I hate it because the agency of course has a relationship with a specific laboratory. That laboratory happens to be the laboratory that I would recommend above others for hereditary cancer testing. This makes me feel good about the quality of testing that patients actually end up having—but also means that my professed recommendation should be looked upon with skepticism. Although the modest amount I’m paid is not affected by whether or not a patient goes ahead with genetic testing, and although I’m not privy to the details of the arrangement between the agency I work for and the genetic testing laboratory—in reality, I’m obviously still being indirectly paid by the commercial testing laboratory. I’m just part of their operating costs.

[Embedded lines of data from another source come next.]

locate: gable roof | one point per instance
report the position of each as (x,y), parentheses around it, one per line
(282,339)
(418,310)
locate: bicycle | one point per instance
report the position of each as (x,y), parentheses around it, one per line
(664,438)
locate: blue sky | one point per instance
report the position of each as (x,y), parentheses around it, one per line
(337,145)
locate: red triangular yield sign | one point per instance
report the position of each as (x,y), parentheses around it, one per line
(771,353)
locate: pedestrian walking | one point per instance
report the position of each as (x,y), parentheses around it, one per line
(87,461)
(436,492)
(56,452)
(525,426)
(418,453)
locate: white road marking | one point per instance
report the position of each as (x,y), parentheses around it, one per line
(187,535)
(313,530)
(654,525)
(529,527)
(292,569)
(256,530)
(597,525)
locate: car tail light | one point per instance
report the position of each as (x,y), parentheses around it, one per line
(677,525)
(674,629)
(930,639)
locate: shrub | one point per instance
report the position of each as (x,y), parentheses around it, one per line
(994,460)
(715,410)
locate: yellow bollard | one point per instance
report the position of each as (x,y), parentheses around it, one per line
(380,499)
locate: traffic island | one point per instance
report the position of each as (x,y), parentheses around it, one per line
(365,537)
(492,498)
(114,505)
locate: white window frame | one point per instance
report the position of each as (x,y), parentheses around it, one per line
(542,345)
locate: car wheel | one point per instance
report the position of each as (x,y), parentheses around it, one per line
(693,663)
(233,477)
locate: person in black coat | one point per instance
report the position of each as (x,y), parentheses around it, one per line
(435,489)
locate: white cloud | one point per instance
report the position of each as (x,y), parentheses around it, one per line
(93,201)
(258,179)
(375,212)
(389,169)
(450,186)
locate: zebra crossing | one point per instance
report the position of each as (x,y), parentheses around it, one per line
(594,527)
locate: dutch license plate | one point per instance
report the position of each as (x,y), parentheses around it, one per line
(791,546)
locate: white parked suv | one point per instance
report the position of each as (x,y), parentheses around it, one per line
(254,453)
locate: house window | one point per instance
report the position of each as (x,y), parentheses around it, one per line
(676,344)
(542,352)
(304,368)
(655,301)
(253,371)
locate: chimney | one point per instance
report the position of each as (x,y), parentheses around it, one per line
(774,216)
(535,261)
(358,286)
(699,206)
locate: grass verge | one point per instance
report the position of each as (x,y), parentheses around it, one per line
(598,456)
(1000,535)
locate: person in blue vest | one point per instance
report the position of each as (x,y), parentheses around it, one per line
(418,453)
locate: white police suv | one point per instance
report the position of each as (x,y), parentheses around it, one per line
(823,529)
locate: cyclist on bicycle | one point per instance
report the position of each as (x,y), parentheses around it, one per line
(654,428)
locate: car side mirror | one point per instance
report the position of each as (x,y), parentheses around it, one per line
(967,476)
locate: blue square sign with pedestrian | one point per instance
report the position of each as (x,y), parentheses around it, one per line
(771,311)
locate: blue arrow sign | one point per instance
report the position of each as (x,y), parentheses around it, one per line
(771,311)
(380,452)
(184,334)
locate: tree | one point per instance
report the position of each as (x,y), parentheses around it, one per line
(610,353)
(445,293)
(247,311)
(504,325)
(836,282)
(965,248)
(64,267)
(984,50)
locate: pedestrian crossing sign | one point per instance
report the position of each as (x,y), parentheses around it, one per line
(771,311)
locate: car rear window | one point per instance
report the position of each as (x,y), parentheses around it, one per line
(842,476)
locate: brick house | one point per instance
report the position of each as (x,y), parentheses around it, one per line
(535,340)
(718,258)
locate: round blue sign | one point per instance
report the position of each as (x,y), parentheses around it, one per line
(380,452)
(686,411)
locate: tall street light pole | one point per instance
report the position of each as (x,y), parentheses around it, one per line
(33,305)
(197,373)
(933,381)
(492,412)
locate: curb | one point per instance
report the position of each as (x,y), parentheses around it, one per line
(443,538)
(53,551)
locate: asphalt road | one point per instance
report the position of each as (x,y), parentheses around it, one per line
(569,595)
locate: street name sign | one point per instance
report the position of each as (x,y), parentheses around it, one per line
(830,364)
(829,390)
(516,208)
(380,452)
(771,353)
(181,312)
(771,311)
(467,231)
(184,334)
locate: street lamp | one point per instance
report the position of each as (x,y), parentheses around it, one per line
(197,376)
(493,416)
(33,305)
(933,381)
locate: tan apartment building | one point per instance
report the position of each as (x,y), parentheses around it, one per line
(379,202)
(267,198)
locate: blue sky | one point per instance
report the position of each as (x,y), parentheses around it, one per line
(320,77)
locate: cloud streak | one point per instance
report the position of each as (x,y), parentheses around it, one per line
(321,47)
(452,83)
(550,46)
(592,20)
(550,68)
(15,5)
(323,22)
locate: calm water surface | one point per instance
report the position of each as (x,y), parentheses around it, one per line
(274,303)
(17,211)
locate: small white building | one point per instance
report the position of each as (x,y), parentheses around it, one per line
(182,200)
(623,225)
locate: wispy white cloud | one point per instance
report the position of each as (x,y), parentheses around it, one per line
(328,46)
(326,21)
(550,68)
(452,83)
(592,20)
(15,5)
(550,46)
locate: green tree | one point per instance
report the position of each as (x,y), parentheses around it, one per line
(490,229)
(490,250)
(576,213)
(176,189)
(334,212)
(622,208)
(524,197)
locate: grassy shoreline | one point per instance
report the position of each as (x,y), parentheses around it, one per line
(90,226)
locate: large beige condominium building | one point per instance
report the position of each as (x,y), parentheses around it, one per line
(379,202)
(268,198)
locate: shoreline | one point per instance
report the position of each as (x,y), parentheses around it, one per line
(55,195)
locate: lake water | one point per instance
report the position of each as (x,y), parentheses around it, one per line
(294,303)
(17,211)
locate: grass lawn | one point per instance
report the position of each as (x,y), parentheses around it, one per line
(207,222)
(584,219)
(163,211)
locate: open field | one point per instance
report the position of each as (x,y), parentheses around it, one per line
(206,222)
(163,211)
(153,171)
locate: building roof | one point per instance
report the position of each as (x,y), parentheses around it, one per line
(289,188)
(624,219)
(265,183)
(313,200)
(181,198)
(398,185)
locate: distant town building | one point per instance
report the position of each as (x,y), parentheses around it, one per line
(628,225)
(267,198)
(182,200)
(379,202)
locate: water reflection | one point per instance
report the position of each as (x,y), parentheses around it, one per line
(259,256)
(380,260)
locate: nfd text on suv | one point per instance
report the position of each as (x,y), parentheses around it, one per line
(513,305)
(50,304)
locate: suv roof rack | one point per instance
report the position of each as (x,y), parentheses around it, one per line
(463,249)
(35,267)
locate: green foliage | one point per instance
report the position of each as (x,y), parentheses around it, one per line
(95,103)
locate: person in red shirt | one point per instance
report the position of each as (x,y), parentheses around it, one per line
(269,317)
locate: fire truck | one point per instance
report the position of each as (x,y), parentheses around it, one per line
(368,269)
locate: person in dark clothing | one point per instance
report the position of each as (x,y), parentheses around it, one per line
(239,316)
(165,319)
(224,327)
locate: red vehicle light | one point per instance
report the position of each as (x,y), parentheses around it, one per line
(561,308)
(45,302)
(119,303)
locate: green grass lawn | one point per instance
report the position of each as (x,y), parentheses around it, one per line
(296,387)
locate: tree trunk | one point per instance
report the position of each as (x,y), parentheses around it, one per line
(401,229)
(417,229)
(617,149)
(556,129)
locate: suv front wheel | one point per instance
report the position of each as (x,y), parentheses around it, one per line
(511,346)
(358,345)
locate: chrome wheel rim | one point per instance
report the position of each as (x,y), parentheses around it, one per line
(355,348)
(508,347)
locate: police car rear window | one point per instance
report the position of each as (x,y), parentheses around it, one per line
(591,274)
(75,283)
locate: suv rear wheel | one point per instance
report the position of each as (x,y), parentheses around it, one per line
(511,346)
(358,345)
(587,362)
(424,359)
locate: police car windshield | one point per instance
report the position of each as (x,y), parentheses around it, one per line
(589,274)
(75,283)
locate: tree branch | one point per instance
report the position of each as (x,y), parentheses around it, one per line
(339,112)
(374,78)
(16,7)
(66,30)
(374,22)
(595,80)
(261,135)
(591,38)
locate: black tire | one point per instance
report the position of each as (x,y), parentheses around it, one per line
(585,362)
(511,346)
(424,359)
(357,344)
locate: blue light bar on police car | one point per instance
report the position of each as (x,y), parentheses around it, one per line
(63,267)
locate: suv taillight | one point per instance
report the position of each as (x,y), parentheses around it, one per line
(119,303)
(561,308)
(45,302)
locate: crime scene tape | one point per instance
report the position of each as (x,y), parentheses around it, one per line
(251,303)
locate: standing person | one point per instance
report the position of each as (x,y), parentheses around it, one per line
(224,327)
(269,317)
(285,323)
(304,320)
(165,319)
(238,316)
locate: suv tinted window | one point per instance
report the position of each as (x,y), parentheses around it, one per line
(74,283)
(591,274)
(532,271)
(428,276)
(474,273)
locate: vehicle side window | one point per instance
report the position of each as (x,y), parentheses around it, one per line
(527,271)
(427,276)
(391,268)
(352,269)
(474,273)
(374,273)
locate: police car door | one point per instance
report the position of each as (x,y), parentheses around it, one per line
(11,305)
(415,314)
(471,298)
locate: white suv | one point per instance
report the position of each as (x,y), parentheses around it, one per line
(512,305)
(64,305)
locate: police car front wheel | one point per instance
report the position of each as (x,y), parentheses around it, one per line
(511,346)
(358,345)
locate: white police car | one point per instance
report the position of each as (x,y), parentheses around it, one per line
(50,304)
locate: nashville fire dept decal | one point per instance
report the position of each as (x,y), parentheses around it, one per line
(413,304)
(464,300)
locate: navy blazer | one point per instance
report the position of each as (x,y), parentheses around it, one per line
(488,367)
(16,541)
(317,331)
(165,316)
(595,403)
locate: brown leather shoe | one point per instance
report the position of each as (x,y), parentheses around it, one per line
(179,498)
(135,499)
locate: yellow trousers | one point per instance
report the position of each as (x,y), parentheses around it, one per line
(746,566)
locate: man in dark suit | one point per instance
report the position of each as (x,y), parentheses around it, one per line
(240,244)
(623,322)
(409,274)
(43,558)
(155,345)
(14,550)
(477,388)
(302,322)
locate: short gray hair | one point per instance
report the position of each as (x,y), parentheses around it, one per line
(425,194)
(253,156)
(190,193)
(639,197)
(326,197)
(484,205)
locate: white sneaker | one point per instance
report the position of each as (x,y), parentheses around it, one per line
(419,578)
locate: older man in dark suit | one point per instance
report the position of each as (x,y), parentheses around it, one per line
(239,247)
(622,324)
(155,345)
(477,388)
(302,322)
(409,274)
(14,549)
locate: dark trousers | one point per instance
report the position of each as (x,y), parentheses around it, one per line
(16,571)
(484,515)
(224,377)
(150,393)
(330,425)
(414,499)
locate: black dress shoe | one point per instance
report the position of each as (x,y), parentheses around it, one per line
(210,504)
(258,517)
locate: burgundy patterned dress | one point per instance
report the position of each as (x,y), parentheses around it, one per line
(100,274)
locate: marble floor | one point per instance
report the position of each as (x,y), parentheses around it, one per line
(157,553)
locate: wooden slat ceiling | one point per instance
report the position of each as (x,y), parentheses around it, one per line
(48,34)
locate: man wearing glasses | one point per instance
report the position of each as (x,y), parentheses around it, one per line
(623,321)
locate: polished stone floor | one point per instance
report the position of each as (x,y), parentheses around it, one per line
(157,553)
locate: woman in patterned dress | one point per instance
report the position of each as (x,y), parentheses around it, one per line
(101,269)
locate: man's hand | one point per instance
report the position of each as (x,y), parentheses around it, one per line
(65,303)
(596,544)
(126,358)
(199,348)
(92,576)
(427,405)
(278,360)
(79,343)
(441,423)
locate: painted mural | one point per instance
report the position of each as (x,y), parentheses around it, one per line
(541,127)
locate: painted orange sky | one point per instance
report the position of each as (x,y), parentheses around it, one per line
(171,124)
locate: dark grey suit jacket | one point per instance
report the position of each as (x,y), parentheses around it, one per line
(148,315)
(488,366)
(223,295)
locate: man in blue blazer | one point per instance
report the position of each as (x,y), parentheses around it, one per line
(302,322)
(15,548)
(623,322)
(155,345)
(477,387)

I address patients’ questions about the costs of genetic testing, the likelihood that it will be covered by insurance. But there’s never a question as to how I’m getting paid, or why I’m getting paid. There’s no price tag assigned to the 30-90 minutes I spend talking with them. Sometimes patients are in a quiet place for our phone conversations. Sometimes they’re washing dishes, driving a car, picking kids up from school. After all, it’s a free call related to an impulse click on facebook. I have a Master’s Degree in Human Genetics, but my time costs them…. absolutely nothing. Or rather, the cost of my time is bundled into the cost of the agency’s services which is in turn paid by the laboratory which is in turn paid by insurers, which is in turn paid by my patients’ insurance premiums and/or taxes.
I feel less icky about this set-up than I had expected. (See the love paragraph.) Conflict of interest aside, however, this is a nasty bandage on a broken system in which the cost of genetic counseling is bundled along with the cost of testing rather than being recognized and billed for as a service provided by specialized medical professionals.
As uncomfortable as I feel getting indirectly paid by a laboratory, I feel equally but differently uncomfortable with charging patients for genetic counseling—which is exactly what I’m doing in private practice. The first patient who paid upfront and told me how valuable my time had been to her and how appreciative she was made it easier. But I still feel awkward asking patients to pay me. Most of us who have worked in hospitals have been similarly used to having the cost of our services swept up into other hospital costs and have not had to tell patients, “It will cost $X to see me.”
I think our time and services are worth $$$. Whether we work in industry, private practice, or for a hospital, I think we need to learn to be unapologetic about the fact that even if we love and find meaning in our jobs, we also work to make a living. The value of genetic counseling services should be accurately reflected in an associated cost. We’ve come a very short way from being a collection of mostly white, upper-middle class housewives who are happy to do volunteer work and don’t need to make an income. We need to take another step and get comfortable with transparently charging for the work we do.